Part Number: TMS320C6748
To put this in context, back in 2013 I bought a TI C6748 LCDK and a XDS100v2 JTAG emulator with the view to making a hi-res (8k) FIR filter for audio purposes. The algorithm I was using is based off an existing one I implemented and successfully used in my audio mastering software Har-Bal that runs efficiently on a PC (even one circa 2005) so it is numerically efficient. From a point of naivety I would have thought this LCDK should have more than enough grunt to do what I needed in implementing a stereo 8k FIR filter in hardware but when I started my development journey I quickly found that it was going a lot slower than I was expecting. After a lot of stuffing around and not much success I put it aside as I had more important things to do but now I am returning to it and am hitting the same issue and have spent days trying to understand what is wrong with my system.

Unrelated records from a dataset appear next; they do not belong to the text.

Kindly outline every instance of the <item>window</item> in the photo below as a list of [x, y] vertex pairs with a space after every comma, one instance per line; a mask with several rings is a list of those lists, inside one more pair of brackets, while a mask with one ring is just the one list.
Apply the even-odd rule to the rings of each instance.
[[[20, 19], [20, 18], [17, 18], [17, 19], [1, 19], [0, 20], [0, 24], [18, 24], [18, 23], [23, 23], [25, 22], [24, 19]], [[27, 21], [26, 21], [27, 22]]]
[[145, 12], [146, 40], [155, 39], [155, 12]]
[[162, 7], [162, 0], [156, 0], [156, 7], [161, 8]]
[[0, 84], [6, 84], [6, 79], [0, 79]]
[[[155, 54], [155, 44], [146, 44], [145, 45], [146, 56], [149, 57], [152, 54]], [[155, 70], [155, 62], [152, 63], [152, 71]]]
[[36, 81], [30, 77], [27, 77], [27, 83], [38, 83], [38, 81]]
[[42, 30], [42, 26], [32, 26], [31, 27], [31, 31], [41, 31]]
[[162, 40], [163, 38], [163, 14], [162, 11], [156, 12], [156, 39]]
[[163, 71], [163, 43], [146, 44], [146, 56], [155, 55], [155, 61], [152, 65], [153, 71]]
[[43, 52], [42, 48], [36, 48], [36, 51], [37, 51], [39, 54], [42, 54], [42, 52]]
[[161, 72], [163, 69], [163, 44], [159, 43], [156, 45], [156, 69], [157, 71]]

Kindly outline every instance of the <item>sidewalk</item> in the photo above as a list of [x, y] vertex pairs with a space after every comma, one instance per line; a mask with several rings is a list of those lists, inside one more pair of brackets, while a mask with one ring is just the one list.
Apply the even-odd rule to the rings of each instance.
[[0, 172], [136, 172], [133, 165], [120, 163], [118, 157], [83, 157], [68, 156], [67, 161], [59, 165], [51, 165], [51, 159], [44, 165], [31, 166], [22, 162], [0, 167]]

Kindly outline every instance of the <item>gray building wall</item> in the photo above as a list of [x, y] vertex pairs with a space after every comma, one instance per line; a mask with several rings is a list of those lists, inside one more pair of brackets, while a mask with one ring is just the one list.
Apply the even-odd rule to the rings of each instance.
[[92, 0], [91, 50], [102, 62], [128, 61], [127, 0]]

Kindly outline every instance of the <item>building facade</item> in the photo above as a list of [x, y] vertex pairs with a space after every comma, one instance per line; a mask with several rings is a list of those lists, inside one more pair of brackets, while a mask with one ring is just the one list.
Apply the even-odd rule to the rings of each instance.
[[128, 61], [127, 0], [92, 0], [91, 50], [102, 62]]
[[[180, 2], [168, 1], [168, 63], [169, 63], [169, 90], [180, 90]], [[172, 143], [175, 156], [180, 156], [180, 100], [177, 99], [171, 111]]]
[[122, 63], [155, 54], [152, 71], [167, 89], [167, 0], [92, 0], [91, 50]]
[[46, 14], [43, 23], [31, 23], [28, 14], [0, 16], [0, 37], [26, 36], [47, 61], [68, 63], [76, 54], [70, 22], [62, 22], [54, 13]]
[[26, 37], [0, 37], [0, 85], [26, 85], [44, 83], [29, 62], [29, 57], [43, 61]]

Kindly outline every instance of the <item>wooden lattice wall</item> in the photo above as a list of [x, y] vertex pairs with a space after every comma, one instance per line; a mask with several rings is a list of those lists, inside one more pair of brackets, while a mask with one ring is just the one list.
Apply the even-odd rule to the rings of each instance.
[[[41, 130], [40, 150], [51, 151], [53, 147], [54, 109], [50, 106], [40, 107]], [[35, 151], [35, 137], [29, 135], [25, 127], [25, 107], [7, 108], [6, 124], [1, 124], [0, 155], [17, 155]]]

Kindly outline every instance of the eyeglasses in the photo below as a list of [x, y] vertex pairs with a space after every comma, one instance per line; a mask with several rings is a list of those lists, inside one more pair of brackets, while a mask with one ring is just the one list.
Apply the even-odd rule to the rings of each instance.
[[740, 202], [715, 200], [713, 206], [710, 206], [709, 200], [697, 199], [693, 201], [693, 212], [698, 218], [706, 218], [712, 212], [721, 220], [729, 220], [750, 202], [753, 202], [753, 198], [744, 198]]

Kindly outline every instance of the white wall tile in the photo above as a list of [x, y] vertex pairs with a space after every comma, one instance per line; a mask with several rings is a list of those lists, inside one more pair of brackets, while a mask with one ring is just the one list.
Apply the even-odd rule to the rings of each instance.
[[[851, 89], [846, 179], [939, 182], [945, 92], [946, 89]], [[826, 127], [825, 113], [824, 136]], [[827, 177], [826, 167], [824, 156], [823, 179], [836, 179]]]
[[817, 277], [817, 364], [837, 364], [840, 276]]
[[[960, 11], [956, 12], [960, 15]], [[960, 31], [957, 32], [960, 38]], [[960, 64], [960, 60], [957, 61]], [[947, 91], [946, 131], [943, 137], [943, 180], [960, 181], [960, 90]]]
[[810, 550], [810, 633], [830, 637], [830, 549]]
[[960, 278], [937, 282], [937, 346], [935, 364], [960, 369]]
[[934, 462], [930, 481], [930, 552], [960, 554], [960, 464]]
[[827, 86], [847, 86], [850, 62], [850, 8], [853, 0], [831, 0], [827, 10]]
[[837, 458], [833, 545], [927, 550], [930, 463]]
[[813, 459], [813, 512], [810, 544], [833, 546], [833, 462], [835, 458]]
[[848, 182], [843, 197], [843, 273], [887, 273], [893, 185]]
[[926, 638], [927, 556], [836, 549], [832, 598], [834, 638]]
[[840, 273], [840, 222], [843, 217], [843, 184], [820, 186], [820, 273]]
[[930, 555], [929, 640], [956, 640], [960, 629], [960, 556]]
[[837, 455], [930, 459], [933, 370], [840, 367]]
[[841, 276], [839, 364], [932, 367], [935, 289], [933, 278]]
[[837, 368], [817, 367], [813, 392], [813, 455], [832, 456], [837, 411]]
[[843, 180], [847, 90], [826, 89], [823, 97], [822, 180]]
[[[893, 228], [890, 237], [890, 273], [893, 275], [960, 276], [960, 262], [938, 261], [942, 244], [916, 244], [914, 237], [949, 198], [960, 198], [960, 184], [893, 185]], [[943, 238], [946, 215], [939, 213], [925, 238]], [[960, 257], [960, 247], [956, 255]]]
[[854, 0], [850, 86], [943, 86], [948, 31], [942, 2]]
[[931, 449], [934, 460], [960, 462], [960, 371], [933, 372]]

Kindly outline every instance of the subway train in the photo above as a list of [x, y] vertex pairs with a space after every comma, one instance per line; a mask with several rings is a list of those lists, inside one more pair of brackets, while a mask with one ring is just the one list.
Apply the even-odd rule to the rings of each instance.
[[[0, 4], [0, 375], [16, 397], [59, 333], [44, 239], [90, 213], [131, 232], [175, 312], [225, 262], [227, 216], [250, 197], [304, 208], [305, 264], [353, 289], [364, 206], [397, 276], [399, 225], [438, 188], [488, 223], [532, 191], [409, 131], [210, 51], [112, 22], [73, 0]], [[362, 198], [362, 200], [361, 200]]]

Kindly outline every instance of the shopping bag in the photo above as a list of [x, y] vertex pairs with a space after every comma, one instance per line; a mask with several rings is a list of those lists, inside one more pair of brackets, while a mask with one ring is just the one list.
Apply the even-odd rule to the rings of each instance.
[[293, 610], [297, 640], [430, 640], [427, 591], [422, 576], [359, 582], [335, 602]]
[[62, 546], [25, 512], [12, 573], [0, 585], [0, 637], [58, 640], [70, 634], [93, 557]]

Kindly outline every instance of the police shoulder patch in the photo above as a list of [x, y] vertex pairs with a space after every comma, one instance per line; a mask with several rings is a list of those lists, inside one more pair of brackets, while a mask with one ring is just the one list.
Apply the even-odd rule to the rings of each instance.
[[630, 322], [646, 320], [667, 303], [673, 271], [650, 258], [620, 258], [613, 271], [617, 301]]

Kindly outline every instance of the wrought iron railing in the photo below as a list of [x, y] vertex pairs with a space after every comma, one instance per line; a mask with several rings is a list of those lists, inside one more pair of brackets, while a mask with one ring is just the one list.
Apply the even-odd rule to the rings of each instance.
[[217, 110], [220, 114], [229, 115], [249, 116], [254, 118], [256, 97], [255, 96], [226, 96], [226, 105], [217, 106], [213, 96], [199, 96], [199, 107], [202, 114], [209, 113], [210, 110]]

To the problem, I have verified the clock speed of the LCDK to be 300MHz based on the advice given here,
https://e2e.ti.com/support/dsp/tms320c6000_high_performance_dsps/f/115/t/54812
so it appears the clock speed is not an issue. Internally my code uses the DSP lib functions,
DSPF_sp_cfftr2_dit()
DSPF_sp_icfftr2_dif()
using a base 2 FFT size of 256 and my algorithm produces the correct results but painfully slowly, so much so that the processing is not possible in anything near real time so I decided to use the TSCL, TSCH approach above to measure the cycle count for calls to DSPF_sp_cfftr2_dit() and compare it to what your manual states it should approximately be, ie.
TSCL = 0;
TSCH = 0;
t_start = TSCL;
t_start += (unsigned long long)TSCH << 32;
/* Transform to frequency domain */
DSPF_sp_cfftr2_dit(Hm[cn], w, BLOCK_LENGTH);
t_stop = TSCL;
t_stop += (unsigned long long)TSCH << 32;
t_overhead = t_stop - t_start;
BLOCK_LENGTH is 256 in this case and executing up to a breakpoint on t_overhead=... and looking at the variables it tells me that it has taken an astonishing 222688 cycles to calculate a 256 point FFT whereas the manual suggests it should be in the order of 4138. That is nearly 54 times slower than it should be and I haven't the faintest idea why. Can you possibly explain why this might be and what I could be possibly doing wrong? I am currently using the Code Composer Studio 5.5.0.00077 that I installed back in 2013 when I first got the LCDK. Also note that there are no calls to any system functions controlling the LCDK processor or peripherals prior to this initialisation code if that helps at all.
thanks in advance,
Paavo Jumppanen.